The outrage! As I lay prone on the operating table the anaesthetist leans over and asks: "Are you retarded?"
"RETARDED! HARDLY " I reply as majestically as is possible in one of those flimsy NHS gowns, fixing him with my best Paddington Bear hard stare. But there the conversation ends as the bottle of Bull's Blood that the nurse had warned me not to drink but I had to because Pavlov told me to took its effect.
The op went well though the drugs they used were rather strong so I apologise for any opium-induced flights of fancy in what follows. It's all the fault of the warlocks.
I note that the government seems to have planned it's whole agenda around me being on the slab (though I wasn't technically in a mortuary). The Witchfinder-General, Sandy Burnham-Drownham issued some more nonsense about the NHS and umbrellas. I wouldn't be surprised if the government has engineered my eye problems deliberately to keep me quiet. Like the time they suggested I went for woodland strolls with Dr Kelly.
And Hector Rule made use of his caretaker-manager moment by sending out a flurry of press releases with titles including "Umbrella governance is actually bloody brilliant", "Why we should merge with the union, Divide", "The Umbrella Bank is a right waste of time" and "Don't wear ties". Actually, I agree with the last one but that's not the point.
Speaking of the umbrella bank, it's such a shame that people always try and stand in the way of progress and comments such as "we don't need it" and "there is no appetite for loans" are disappointing. The evidence suggests that they do want loans.
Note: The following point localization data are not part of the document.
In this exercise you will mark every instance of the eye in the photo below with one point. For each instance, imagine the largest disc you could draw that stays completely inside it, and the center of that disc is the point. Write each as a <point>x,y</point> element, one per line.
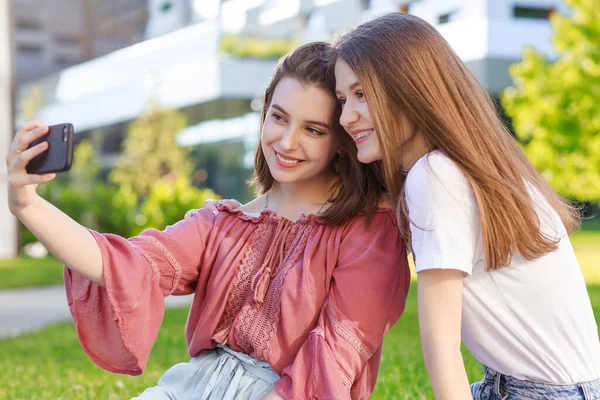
<point>315,131</point>
<point>277,117</point>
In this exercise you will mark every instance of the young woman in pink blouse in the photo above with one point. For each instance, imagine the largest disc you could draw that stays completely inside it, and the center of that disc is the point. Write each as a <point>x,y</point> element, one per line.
<point>293,291</point>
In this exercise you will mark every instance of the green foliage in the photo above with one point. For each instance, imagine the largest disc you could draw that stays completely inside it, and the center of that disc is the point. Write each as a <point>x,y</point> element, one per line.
<point>554,105</point>
<point>150,188</point>
<point>252,47</point>
<point>150,151</point>
<point>169,200</point>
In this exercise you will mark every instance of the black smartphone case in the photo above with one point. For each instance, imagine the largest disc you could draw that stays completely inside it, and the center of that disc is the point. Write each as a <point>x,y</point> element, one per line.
<point>59,155</point>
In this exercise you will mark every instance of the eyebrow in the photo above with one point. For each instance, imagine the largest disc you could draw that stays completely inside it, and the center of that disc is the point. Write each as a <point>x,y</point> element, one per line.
<point>352,87</point>
<point>322,124</point>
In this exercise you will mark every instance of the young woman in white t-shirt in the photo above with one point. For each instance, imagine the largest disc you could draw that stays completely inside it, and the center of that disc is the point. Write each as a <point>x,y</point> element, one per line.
<point>490,238</point>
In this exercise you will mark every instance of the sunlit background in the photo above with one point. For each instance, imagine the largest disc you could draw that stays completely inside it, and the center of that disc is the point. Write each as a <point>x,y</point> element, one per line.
<point>164,98</point>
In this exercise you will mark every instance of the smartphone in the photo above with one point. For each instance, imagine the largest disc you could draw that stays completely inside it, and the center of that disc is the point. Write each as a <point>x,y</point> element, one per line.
<point>59,155</point>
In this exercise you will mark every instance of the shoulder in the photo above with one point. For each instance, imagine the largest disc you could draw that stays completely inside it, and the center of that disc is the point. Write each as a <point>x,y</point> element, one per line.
<point>432,169</point>
<point>435,178</point>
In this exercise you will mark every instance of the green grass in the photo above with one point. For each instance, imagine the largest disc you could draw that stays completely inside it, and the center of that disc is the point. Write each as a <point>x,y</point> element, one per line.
<point>29,272</point>
<point>50,364</point>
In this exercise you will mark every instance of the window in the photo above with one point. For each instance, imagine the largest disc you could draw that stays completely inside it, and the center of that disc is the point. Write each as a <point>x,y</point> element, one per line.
<point>29,24</point>
<point>29,48</point>
<point>66,40</point>
<point>533,12</point>
<point>448,17</point>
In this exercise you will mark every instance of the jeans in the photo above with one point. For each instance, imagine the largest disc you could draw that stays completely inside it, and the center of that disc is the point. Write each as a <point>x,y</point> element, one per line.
<point>496,386</point>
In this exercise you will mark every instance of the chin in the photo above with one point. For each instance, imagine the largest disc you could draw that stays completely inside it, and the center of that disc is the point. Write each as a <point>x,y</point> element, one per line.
<point>367,156</point>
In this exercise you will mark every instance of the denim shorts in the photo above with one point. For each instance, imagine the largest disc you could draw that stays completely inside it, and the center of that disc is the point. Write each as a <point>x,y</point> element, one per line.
<point>496,386</point>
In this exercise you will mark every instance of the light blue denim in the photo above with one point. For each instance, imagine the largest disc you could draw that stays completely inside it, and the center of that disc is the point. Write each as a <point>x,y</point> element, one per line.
<point>496,386</point>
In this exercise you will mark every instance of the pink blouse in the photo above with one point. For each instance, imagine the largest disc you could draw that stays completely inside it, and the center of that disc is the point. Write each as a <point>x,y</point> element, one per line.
<point>311,299</point>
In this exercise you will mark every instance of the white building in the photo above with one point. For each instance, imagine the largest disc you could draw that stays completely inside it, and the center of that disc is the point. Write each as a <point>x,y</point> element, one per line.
<point>180,64</point>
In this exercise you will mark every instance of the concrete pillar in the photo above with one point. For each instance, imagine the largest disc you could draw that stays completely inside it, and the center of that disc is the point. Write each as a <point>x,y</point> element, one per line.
<point>8,224</point>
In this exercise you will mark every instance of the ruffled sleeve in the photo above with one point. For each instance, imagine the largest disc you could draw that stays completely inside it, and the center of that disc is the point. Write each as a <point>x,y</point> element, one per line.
<point>117,325</point>
<point>340,358</point>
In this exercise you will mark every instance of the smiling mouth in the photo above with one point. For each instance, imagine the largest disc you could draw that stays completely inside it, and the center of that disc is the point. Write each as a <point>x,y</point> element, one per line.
<point>362,134</point>
<point>287,162</point>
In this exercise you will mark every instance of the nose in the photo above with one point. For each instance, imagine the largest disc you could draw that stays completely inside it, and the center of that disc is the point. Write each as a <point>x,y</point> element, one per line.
<point>349,115</point>
<point>288,139</point>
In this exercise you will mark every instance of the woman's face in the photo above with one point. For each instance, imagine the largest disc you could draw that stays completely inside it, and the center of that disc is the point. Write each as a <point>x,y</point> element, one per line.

In offices all over the country, whenever someone is nipping out to get a sarnie at lunch time and it stars raining they aways ask around to see which of their colleagues can lend them an umbrella. But like any new idea some people simply haven't got the imagination to envisage future demand.
Why, picture the scene, a small urban pub, 25 years back, lager leaking from the kegs, gob all over the floor, Black Lace seeping from the jukebox. Two handsome folks on their bar tools (sic):
Dylan (name plucked entirely at random, it could so easily have been Heston or Kevin or Curly): "Well I'm certainly not getting one of these new fangled Sinclair C5 electric car thingies."
Deborah (ditto, it could easily have been Beth or Debra): "Nor me, I am quite happy with my Vauxhall Viva."
Dylan: "Exactly, no evidence of demand."
This scenario could equally be applied to the invention of the TV, which people said wouldn't catch on. But here we are 80 years later and quality remains paramount. If the Umbrella Bank is allocating brollies in 80 years from now based on shallow talentless freak shows and the public's opinion via a phone vote then we can say that the nay-sayers were proved well and truly wrong and my analogy was the right one to use.
As AC/DC might have put it if they were from Oxfordshire, I have been "Back in Blacbury" recuperating and have bought a selection of Xmas cheese from Lidl - Dairylea, Laughing Cow and Primula are all safely stored in the outside carsey with the festive fizz. Which is where Barkles is also currently locked up too after cocking his leg and baptising the Christmas tree decorations.